Awww! You are so lucky to get to work around such amazing birds! I went through a phase where I wanted to become a falconer, but then I realized I would never have the time (I travel too much).


----------



## sweetheartsrodeo (Sep 19, 2012)

Awww how cute! This is an awesome picture! Will you post more as she grows up PLEASE


----------



## Rachel76 (Feb 3, 2014)

No problem, I take tons of pictures. I love the "ugly baby dinosaur " stage. :biggrin:


----------



## MollyMuiMa (Oct 13, 2012)

Awwwww! I just love baby birds! I have a question......when feeding parrot chicks the food is a mash consistancy, but I know birds of prey are meat eaters and I'm wondering if at hatch the food is regurgitated in a digest form (mashed) or are they fed whole meat from the get go? I've fed older meat eaters, and we used pieces of meat, but never a hatchling!


----------



## Rachel76 (Feb 3, 2014)

Well poop! I just typed a reply and my phone had a fit. Here goes again.... 
We feed the baby falcons day old chicks without skin/down, feet, and heads. The yolk is cut out and they go into a blender to get the consistency of thick yogurt. Gradually we feed coarser pieces and vary the kind of meat. We only hand feed for about a week and then the baby falcons go back to mom and dad.


----------



## patk (Jun 13, 2013)

falcon smoothie. oh my!


----------



## MollyMuiMa (Oct 13, 2012)

Mechanical regurgitation!!!! The wonders of a food processor huh?

Are they returned to the parents because of imprinting?
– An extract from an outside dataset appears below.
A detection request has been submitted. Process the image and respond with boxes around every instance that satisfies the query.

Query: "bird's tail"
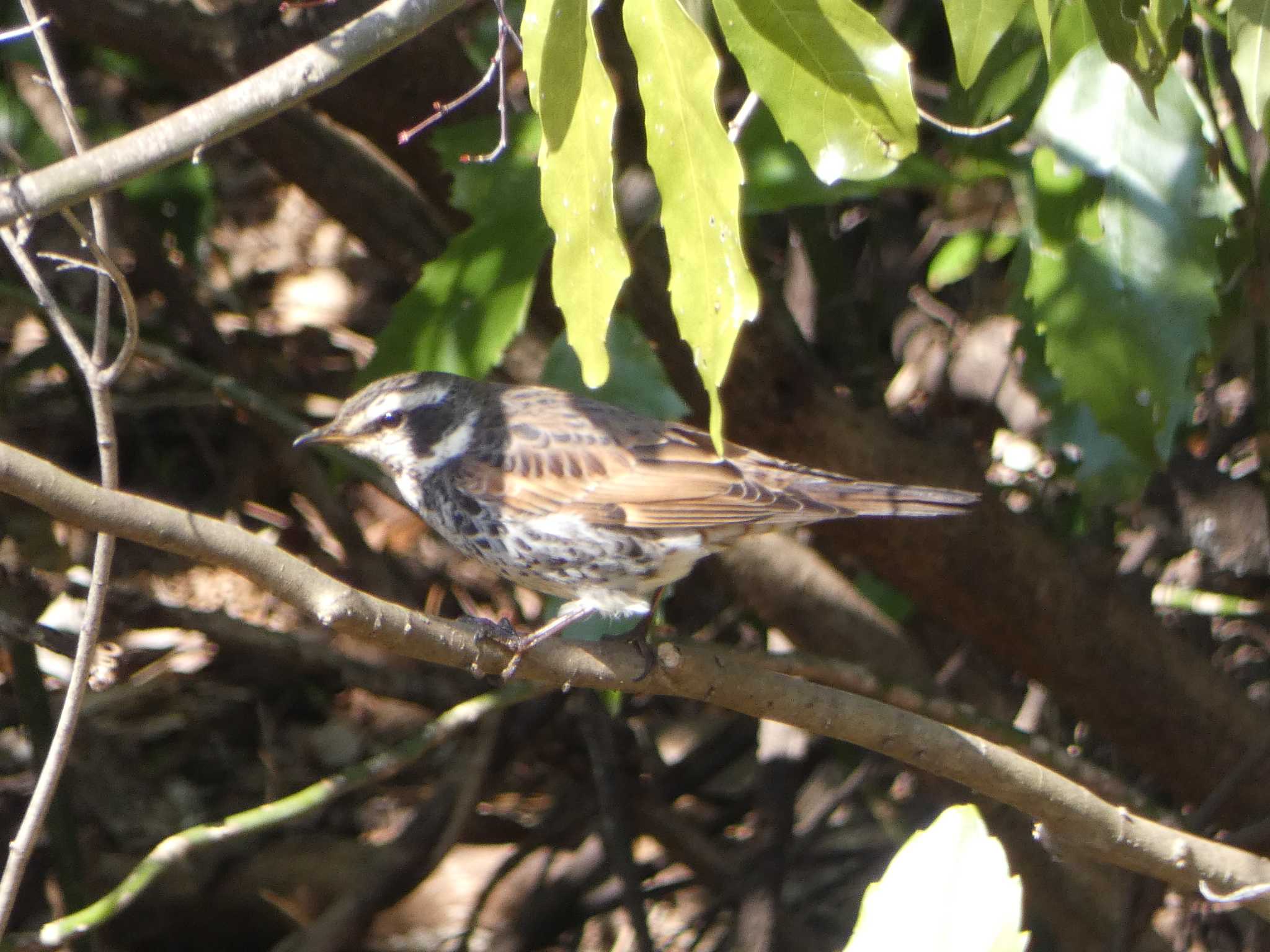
[789,476,979,517]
And are they going to be set free, or used as hunters? Not sure what your job is all about! I guess I had always thought hunting Falcons were handraised completely, that you would want human imprinting! ????


----------



## Rachel76 (Feb 3, 2014)

MollyMuiMa said:


> Mechanical regurgitation!!!! The wonders of a food processor huh?
> 
> Are they returned to the parents because of imprinting? And are they going to be set free, or used as hunters? Not sure what your job is all about! I guess I had always thought hunting Falcons were handraised completely, that you would want human imprinting! ????
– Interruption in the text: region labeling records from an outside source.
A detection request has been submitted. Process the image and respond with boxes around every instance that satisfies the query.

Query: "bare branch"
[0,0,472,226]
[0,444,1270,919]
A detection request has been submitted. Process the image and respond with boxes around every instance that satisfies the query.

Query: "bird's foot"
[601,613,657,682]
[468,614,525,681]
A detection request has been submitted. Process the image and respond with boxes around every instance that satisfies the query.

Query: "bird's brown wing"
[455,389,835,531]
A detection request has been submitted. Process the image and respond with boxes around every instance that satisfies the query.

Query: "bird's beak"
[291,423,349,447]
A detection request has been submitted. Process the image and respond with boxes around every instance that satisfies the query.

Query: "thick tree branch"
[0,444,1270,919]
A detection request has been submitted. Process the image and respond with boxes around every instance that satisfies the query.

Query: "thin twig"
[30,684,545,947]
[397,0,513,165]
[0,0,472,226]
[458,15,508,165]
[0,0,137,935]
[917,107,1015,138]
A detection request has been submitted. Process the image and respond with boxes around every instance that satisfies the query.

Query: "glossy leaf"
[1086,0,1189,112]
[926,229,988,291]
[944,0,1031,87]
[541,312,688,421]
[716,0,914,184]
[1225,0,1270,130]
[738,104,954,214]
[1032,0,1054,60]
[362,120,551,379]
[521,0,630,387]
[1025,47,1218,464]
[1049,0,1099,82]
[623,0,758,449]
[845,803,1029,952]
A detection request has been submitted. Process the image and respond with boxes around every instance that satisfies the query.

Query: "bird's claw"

You're right, they are returned to the parents because of imprinting. Occasionally a falcon will be imprinted , but most are raised by the adult birds. The imprinted falcons scream terribly for the first couple of years when they see someone 'feed me, feed me'. 
You can hunt with both imprinted and manned falcons. 
Some of the peregrines are released into the wild, most are sold for hunting. 
Here is a great website on falconry. The Modern Apprentice
Most are sold to the middle east. I was in dubai two years ago and saw adult birds I had helped care for hunting, it was beautiful. 
My boss is a responsible breeder and takes excellent care of his birds. Part of the reason he is so successful with breeding falcons is based on his love and care for his birds, he also works 365 days a year. If a falcon is stressed they won't give sperm, lay eggs or copulate on their own. A happy relaxed healthy bird means more babies. 
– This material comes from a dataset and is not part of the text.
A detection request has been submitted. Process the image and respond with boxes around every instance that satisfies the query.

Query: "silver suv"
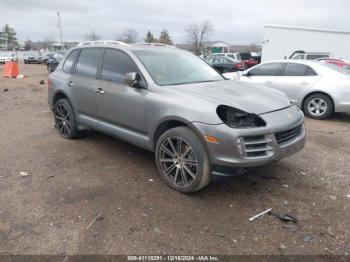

Alright MollyMuiMa, I wish I could send youand Molly a plane ticket. I'd put you to work  feeding babies and Hemi and Molly could romp around.


----------



## MollyMuiMa (Oct 13, 2012)

Believe me, if I were able, and healthy, I'd pay for my own ticket and I'd do it free, just for the opportunity! Birds have always been my first love!


----------



## Poodlebeguiled (May 27, 2013)

How precious! What a cool job to get to see these new little lives of such a phenomenal bird. Your boss sounds amazing. I enjoyed reading your most informative post.


----------



## ChantersMom (Aug 20, 2012)

Wow...Looks like he's saying "I'm hungry mama!"


----------